Soluble

Este cuento obtuvo Diploma de Honor en el Concurso "Mi Historia Cotidiana" en 2024

El cuarto oscuro, tenebroso, una ínfima luz me ilumina. Las tablas de la mesa parecen el único lugar de resguardo ante tanta exacerbación de placeres.

El aroma herbal amargo se presenta atrapado en la botella que detrás de la luz transforma ese líquido adictivo en un elixir celestial.

Mi existencia se ve efímera, simple, dulce y palpable mientras su mirada furtiva controla todos mis movimientos. Descanso en ella, una "cuillère à absinthe", así la llamó él cuando la trajo de La Maison Giffard, obsequio de su amiga Emile Giffard. Su cuerpo es plano, frio, metálico, con sus dibujos floridos y arabescos que señalan mi fatídico destino. Observo el agua ondulada, desafiante, transparente.

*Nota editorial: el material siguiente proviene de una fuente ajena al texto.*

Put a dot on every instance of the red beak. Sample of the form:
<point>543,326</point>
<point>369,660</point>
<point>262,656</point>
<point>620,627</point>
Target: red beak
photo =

La inclinación hace cada vez más difícil mi permanencia mientras esos ojos amarillos impávidos observan mis lados, congruentes, perfectos

Él quiere crear esa dualidad que lo consume derivada de mi caída hacia aquel precipicio acuático: el amargo y el dulce, lo bello y lo decadente, lo que eleva y lo que consume. Es un pequeño objeto cargado de significado, testigo de la bohemia, la inspiración creativa y, a menudo, del sufrimiento que acompaña a la búsqueda de lo sublime.